This past weekend, southern Israel was hit by more than 200 rockets flying over the border from Hamas-controlled Gaza. Dozens of the missiles were intercepted by the Iron Dome missile defense system but most got through with some casualties and damage. The lives of more than a million Israelis living in the southern part of the country were disrupted by the assault. Schools were closed as the population was urged to take shelter until the latest crisis passed.
To the extent the world is paying much attention to this (it was overshadowed by the story of the American soldier who murdered Afghan civilians) it has been in the form of the usual “cycle of violence” stories that depict the situation as one in which both Israel and the Palestinians are seen as being at fault. As is generally the case, the focus quickly shifts to efforts to reinstate a cease-fire, with Secretary of State Clinton condemning the missile fire while also calling for both sides to show “restraint.” But the real issue here is not who started it or how well the Iron Dome system is working. It is the way Israel must learn to live with an independent Palestinian state in Gaza in all but name that is run by terrorists. Those who continue to demand Israel withdraw completely from the West Bank and Jerusalem, as they did from Gaza in 2005, need to understand the lessons of that failed experiment will not be forgotten.

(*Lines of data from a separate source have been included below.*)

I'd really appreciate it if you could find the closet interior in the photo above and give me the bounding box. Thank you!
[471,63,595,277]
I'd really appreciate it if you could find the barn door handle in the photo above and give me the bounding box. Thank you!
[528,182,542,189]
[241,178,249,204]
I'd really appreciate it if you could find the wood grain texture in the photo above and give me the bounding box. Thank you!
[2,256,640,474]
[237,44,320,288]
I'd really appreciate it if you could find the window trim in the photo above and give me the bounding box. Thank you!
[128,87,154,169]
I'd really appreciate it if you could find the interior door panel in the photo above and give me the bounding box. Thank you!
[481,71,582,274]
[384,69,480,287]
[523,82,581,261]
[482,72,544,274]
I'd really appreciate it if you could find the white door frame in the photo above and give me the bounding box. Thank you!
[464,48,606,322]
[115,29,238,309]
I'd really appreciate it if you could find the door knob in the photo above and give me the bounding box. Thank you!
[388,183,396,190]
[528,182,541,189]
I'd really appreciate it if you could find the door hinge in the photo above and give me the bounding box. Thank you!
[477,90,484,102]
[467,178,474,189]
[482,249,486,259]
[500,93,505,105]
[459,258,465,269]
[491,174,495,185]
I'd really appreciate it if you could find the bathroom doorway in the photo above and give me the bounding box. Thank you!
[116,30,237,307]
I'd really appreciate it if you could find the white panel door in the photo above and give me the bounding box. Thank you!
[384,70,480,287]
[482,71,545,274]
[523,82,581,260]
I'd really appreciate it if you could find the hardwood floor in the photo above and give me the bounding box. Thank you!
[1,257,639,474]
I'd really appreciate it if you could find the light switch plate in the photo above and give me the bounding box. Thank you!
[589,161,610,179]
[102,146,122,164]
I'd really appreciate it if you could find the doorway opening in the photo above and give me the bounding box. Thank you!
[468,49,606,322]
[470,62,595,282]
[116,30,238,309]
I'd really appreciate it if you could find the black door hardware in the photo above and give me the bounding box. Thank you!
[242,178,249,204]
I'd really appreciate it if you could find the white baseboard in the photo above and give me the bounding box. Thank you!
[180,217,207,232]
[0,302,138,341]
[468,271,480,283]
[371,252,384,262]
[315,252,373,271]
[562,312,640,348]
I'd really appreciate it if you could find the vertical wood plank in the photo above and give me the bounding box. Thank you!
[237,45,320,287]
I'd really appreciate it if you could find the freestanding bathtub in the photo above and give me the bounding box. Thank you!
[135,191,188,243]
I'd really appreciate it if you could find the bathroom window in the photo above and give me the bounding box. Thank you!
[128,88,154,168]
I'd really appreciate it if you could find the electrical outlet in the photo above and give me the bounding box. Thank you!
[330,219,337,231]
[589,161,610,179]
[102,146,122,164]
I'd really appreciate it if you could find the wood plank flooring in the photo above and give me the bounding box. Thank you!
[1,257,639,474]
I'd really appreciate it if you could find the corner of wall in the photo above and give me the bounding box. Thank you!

This latest dustup along the border started when the Israeli Defense Forces acted to foil an impending terror attack being launched by one of the dissident Islamic groups that operate in Gaza with Hamas’s permission. The Popular Resistance Committees’ leader and several of his terrorist cadres were killed by Israeli action. The Palestinians responded with a massive missile barrage in response to the Israeli “aggression.” But as Israelis who live in the region know, missile fire from Gaza is hardly an unusual occurrence. Since the cease-fire agreed to by Hamas and Israel in January 2009, more than 1,200 rockets have been fired from Gaza, including 100 in just the last month prior to this weekend’s fighting.
The missiles are a fact of life in southern Israel, and though the country has learned to live with this threat, it has taken a toll on the people who live there that is often ignored abroad as well as by some who live in the central part of the country not currently under fire. If anything, the improved missile defense has lessened some of the pressure on the Israeli government to consider a repeat of the December 2008 Operation Cast Lead in which the IDF conducted a counter-offensive designed to silence the intolerable attacks on the country.
But few in Israel are oblivious to the meaning of this standoff. By its withdrawal of every settlement, soldier and Jew from Gaza in 2005, Israel set the stage for the creation of a terrorist state there that has given an indifferent world a foretaste of what Palestinian independence looks like. The assumption then, reinforced by the presence of the legendarily tough Ariel Sharon in the prime minister’s office, was that any cross-border attacks would be met with such force as to make them unlikely. However, the terrorist government of the strip has launched terrorist attacks on Israel with relative impunity and counts on the international community’s outrage to force Israel to always respond to these provocations with the “restraint” that Secretary Clinton desires. It is far from clear the stricken Sharon would have been any more capable of reversing this situation than his successors Ehud Olmert or Benjamin Netanyahu.
While few in Israel seek a permanent return to Gaza as they have no interest in ruling over Palestinians there, possible negotiations with the Palestinian Authority about withdrawal from the West Bank are necessarily informed by this example. Should the West Bank become as much of a no-go zone for the IDF as Gaza is, the likelihood of its long border with central Israel turning into another battleground is a nightmare for Israelis. With Hamas now planning on joining Fatah in the government of the West Bank, it takes little imagination to understand what a sovereign Palestinian state there would mean for Israel’s security. Rather than rockets flying over just the southern portion of the country, Hamas would acquire the ability to terrorize the whole of Israel as well as to interdict flights out of its international airport. No missile defense system could possibly protect the nation under those circumstances.
The vast majority of Israelis, including the majority of the members of its right-of-center government, have embraced a two-state solution as the answer to the conflict. Were the PA to return to the negotiating table, they would find most Israelis willing to talk about such an outcome. But the missiles flying out of Gaza provide us with a vision of what an independent Palestinian state actually looks like. So long as the Palestinian sovereignty is expressed in this manner, there is little chance Israel will be so foolish as to repeat the failed experiment in Gaza.